Nach kurzer Überlegung entschied er sich für einen der beiden Vögel. Mit seiner Beute zwischen den Zähnen suchte er sich einen halbwegs trockenen Platz am Lagerrand. Dicht an der Felswand, neben einem ausladenden Farn, fand er einen Platz, der vom Regen verschont geblieben war.
Der Vogel stellte sich als Amsel heraus, an der kaum Fleisch zu finden war. Die Federn waren außerdem vollkommen aufgeweicht und schlammverklebt, was sie noch weniger appetitlich machte. Doch er verschlang sie trotzdem ohne zu zögern, da er wusste, dass die Beute nun noch spärlicher ausfallen würde.
Regenpfote ging zum Frischbeutehaufen zurück und nahm drei Mäuse ins Maul. Er wollte zwei der Mäuse zu den Ältesten bringen. Die letzte Maus ließ er für Flinkschweif übrig, die die einzige Königin des BlitzClans war. Sie durfte nicht hungern, sonst bekamen ihre Jungen, die sicherlich bald auf die Welt kommen würden, nicht genug Milch.
„Hallo, Regenpfote! Das ist aber nett, dass du uns Frischbeute bringst!", begrüßte ihn Mauseschweif erfreut. „Ich wollte mir gerade eine Maus holen, aber da warst du wohl schneller!", schnurrte Langstreif belustigt.

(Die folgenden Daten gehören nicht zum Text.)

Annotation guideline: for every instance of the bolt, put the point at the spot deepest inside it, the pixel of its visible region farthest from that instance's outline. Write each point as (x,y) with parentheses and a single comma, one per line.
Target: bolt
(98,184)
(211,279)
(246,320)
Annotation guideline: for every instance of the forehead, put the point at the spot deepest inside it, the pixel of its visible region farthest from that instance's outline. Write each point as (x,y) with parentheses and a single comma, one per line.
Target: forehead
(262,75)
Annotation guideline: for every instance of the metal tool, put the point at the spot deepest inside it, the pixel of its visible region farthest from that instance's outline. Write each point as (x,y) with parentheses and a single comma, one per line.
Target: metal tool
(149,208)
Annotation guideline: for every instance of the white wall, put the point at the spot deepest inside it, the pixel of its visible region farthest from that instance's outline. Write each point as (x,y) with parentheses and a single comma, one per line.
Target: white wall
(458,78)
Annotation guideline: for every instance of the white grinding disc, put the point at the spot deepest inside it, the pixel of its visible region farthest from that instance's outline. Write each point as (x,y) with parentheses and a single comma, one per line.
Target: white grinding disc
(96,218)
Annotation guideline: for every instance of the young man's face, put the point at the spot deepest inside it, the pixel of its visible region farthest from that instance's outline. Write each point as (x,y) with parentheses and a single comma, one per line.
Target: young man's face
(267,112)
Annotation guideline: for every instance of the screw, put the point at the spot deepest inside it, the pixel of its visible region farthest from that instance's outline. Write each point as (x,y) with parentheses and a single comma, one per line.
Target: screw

Regenpfote legte die Mäuse vor die drei Ältesten ab und miaute: „Diese zwei Mäuse müsst ihr euch teilen." Die dritte Maus tippte er leicht mit einer Kralle an. „Diese hier möchte ich nämlich Flinkschweif bringen!", erklärte er.
„Das ist eine sehr gute Idee, junger Schüler! Wir Ältesten brauchen sowieso nicht so viel Frischbeute wie ihr Jungen", bemerkte Zahnlos, doch Regenpfote konnte hören, wie sein Magen knurrte. Kommt es mir nur so vor, oder wirkt Zahnlos magerer als die anderen Ältesten? Er ist zwar die älteste Katze im Clan, aber das ist kein richtiger Grund dafür.

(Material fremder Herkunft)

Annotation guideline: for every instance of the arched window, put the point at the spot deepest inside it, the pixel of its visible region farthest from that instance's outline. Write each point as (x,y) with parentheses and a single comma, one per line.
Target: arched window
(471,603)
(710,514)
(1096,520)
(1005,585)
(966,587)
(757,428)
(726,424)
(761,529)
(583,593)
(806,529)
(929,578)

Mit einem letzten besorgten Blick zu dem alten Kater nahm er die Wühlmaus für Flinkschweif wieder auf und verließ den Ältestenbau.
„Hallo, Flinkschweif!", begrüßte er die Königin mit einem Schnurren, nachdem er sich durch den schmalen Eingang der Kinderstube gezwängt hatte und die Maus vor ihr Nest abgelegt hatte.

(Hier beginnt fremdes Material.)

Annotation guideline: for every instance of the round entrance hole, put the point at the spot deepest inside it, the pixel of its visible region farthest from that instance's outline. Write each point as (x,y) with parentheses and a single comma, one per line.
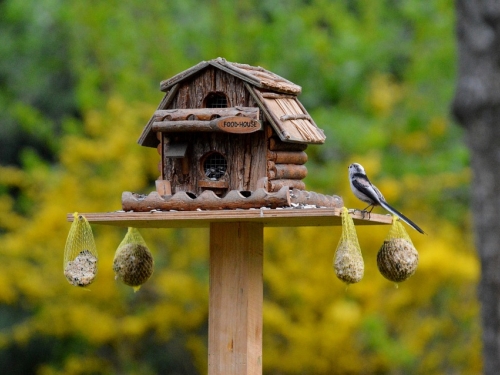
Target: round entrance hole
(214,166)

„Schön dich zu sehen, Regenpfote! Ich habe gehört, dass eine Patrouille gerade zum See aufgebrochen ist und die Trittsteine kontrolliert. Weißt du, wer dafür eingeteilt wurde?", miaute Flinkschweif. „Danke für die Maus!", fügte sie noch hinzu, bevor er auf ihre Frage antworten konnte.
Ich glaube, dass sich ihr Name nicht nur auf ihre Schnelligkeit beim Laufen bezieht, sondern auch auf ihre flinke Zunge. Sie redet nämlich so schnell, dass man kaum mitkommt!
Regenpfote gab ihr bereitwillig Auskunft und setzte sich neben sie auf den Rand des Nests. „Wolkenschauer führt die Patrouille an. Ihn begleiten Entenfeder, Maulwurfkralle, Mondstrahl und mein Bruder. Es ist noch nicht so lange her, seit sie aufgebrochen sind."
„Möchtest du auch einen Bissen?", fragte ihn die Königin höflich. „Nein, danke. Ich habe schon eine Amsel gegessen. Aber du brauchst viel mehr Frischbeute für deine Jungen!", miaute er mit einem bekümmerten Blick auf die mickrige Maus und den dick angeschwollenen Bauch der Kätzin. „Ich brauche nicht so viel Frischbeute, ich mache mir nur Sorgen um meine Jungen. Es ist immer hart, wenn sie so spät im Blattfall geboren werden!" Sanft streichelte sie mit der Pfote ihren dicken Bauch.
„Fühl mal! Sie strampeln schon ganz heftig! Leg deine Pfote hier hin, dann kannst du es fühlen", forderte sie den grauen Schüler auf und wies mit ihrer Schwanzspitze auf die Mitte ihres Bauches. Regenpfote legte seine Pfote ganz vorsichtig neben ihre. Im ersten Augenblick spürte er nur das weiche Fell der Kätzin auf seinen empfindlichen Ballen, doch nach einigen Momenten regte sich tatsächlich etwas! Etwas stieß von innen gegen die Bauchunterseite. Erschrocken hüpfte Regenpfote einen Schritt zurück.
Dafür erntete er ein amüsiertes Schnurren von Flinkschweif. „Der Clan wird für diese Jungen sorgen, damit sie die kalten Monde überstehen und zu großen Kriegern ausgebildet werden!", miaute Regenpfote zuversichtlich.
„Ja,das hoffe ich. Bald wird der Clan sie kennenlernen!"